Law No. 99 of 2004 on legal persons and entities, activities and administrative simplification in the agricultural sector:
- Article 1 defines an agricultural entrepreneur as someone who, directly or as a partner of a society, devotes to agricultural activities at least 50 percent of his/her work time and gets at least 50 percent of his/her income from such activities.
Agricultural societies are defined as such if at least one-fifth of the members, in the case of cooperatives, are agricultural entrepreneurs, or if the managing director is an agricultural entrepreneur, in the case of a society by capital, or if at least one of the members is an agricultural entrepreneur in the case of a society of persons. The purpose is the granting of subsidies, without discrimination between men and women.

- Article 2[4] provides that agricultural societies are entitled to the fiscal benefits reserved for farmers.

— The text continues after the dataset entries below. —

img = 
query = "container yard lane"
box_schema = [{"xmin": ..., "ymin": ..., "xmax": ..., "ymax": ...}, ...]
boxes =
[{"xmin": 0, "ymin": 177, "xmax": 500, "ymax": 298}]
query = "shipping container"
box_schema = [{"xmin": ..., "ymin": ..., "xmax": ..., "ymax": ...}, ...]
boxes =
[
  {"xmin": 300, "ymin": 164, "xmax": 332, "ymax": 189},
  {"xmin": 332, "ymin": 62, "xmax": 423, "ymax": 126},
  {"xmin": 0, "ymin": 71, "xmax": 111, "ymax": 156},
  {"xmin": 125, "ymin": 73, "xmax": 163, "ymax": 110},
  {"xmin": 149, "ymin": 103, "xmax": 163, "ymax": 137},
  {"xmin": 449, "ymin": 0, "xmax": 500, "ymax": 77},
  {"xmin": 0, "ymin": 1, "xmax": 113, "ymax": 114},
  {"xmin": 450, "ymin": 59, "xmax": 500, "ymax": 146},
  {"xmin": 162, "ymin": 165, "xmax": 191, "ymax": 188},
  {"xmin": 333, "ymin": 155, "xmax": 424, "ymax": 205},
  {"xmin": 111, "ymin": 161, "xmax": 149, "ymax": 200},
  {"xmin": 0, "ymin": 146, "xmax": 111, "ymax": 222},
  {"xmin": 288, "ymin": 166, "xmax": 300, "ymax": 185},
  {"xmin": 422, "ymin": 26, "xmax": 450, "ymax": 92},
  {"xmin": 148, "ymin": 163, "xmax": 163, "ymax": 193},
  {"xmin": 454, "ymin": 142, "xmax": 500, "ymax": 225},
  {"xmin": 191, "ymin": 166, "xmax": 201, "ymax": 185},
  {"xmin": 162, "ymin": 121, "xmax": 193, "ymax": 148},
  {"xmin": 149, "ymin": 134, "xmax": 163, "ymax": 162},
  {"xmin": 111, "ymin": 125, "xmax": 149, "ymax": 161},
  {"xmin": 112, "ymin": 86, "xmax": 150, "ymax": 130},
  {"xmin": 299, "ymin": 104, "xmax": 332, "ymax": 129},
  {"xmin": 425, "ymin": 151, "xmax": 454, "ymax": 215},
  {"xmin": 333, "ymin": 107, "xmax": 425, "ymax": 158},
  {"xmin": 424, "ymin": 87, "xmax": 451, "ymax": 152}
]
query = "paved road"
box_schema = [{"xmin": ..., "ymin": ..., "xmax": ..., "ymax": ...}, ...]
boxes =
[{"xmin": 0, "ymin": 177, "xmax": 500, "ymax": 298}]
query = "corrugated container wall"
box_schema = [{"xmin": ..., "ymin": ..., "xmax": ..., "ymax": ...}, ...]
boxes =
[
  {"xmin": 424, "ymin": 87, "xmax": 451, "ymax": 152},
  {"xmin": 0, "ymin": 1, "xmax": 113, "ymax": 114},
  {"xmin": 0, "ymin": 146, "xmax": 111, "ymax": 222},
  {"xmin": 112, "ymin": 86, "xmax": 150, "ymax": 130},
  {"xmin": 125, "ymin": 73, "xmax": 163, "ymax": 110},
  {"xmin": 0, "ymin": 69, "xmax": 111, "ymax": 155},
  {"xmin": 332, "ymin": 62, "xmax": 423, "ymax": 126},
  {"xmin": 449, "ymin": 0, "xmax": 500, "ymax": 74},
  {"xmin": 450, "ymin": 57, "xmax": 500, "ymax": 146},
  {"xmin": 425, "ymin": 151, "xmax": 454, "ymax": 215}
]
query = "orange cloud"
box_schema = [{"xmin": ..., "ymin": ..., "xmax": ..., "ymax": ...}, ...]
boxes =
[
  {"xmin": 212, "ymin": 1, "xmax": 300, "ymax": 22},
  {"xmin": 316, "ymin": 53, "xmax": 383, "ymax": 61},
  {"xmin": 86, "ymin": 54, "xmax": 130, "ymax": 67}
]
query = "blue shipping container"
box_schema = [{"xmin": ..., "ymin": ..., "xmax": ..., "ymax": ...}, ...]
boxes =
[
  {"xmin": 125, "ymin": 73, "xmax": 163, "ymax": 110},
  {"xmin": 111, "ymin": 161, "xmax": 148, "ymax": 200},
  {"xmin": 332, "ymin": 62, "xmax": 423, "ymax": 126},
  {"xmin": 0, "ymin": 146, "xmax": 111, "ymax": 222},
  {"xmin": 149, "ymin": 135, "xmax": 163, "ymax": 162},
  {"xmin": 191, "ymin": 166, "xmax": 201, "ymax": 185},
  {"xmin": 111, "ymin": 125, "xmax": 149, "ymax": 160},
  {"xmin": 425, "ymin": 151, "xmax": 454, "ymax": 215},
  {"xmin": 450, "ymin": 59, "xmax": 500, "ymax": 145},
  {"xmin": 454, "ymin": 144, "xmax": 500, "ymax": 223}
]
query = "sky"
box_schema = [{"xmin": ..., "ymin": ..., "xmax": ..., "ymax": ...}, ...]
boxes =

- Article 3 establishes tax breaks for individual farmers and societies whose members are not older than 40 years.

- Amendments and addenda are made to Legislative Decree No. 228 of 2001 laying down the guidelines for the modernization of the agricultural sector in general and with regard to producers’ organizations, as stated in Article 7 (24).


Law No. 101 of 2005:
- It sets out further measures as to the legal persons and entities involved in agriculture, agricultural activities and the simplification of administrative proceedings. Amendments are made to Legislative Decree No. 99 of 2004 on the mentioned issues (24).


Ministerial Decree No. 224 of 1992:
- Regulates the granting of financial incentives to promote juvenile entrepreneurship in southern Italy.

- Pursuant to this Decree of the Minister responsible for special intervention to southern Italy [Mezzogiorno], grants ranging from 40 to 60 percent of proposed investments and loans at concessional rates can be given for qualifying investments to juvenile entrepreneurs who meet certain requirements as to age and place of residence, as stated in Article 3.

- Also, grants of varying import can be made to offset the management expenses of qualifying juvenile enterprises, as provided for by Article 4 (25).